If you look at the graphs, they corroborate this. The "native" disk never really exceeds 500 to 600 MB/s, which is about as fast as my SSD goes. The hypervisors, however, are exceeding multiple GB/s. It must be RAM.
Also, re: "I'm not sure what was actually benchmarked" The method of benchmarking is covered in the bottom of the post. I realize it isn't extremely detailed. If you have any questions, I'd be happy to answer.
A typical thing that performance benchmarks do to negate guest OS caching is to process significantly more data as what the available RAM is set to. For example, if your guest OS RAM is set 512MB, process 10GB of random data.
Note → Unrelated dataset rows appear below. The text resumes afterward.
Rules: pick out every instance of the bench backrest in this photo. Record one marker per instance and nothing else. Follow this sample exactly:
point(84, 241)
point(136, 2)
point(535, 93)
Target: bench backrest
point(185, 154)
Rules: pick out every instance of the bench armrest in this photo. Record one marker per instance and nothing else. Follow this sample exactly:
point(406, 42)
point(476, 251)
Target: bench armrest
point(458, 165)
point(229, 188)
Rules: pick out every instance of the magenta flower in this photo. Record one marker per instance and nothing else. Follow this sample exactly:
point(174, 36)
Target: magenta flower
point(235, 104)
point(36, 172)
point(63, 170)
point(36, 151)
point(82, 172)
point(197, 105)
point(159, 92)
Of course then the question is how-to get random data as you don't want to end up testing the random generator ;) or your host OS caching.
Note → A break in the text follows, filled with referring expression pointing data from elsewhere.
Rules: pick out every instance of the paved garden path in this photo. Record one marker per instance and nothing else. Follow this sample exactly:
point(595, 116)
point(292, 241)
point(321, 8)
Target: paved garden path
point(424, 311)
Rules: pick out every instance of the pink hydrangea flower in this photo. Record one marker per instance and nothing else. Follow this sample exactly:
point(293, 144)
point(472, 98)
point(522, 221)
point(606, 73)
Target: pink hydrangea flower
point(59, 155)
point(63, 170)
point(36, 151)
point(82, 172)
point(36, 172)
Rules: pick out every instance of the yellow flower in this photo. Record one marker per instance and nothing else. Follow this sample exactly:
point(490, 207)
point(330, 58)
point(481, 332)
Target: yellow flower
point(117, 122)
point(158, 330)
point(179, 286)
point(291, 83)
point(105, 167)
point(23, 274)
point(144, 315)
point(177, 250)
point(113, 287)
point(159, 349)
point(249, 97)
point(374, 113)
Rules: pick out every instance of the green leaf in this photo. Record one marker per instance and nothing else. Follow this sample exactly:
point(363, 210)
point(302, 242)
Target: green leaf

Another way to make sure you test data committed to disk could be to include a "shutdown guest OS" part and measure total time until the guest has been fully shut down.
I know that at least VMware has the ability to turn off disk caching (in Fusion, select Settings, advanced "Hard Disk Buffering" <- disable). I am not aware of a similar feature in Virtual Box, it might exist though.
Even while you tested the same guest OS, we don't even know if the hard disk adapters where both using the same hard disk drivers. Performance differs between IDE/Sata/SCSI drivers. SCSI drivers have queue depths, IDE drivers have not.
Due to page cache usage it's hard to say what this benchmark is comparing. The I/O pattern seen by the actual disk, shared folder, or NFS may be different between benchmark runs. It all depends on amount of RAM available, state of cache, readahead, write-behind, etc.
Please rerun the benchmark with -I to get an apples-to-apples comparison.
...
Spoke too soon. A Google search shows there are some methods [1], but their use cases are different.
Just think of Linux kernel and Linux distributions.
Perhaps this support can be added to some later version of vagrant
So i suppose, the host system caches the reads. Also, how could it possibly be true that native writes are slower then virtual writes?
It is interesting that sometimes the native filesystem within the virtual machine outperforms the native filesystem on the host machine. This test uses raw read system calls with zero user-space buffering. It is very likely that the hypervisors do buffering for reads from their virtual machines, so they’re seeing better performance from not context switching to the native kernel as much. This theory is further supported by looking at the raw result data for fread benchmarks. In those tests, the native filesystem beats the virtual filesystems every time.
We ended up using the synchronization feature in PyCharm to continually rsync files from native FS into the VirtualBox instance. Huge perf improvement but a little more cumbersome for the developers. But so far it has been working good, PyCharm's sync feature does what it is supposed to.
Thought it might be of interest on HN as well.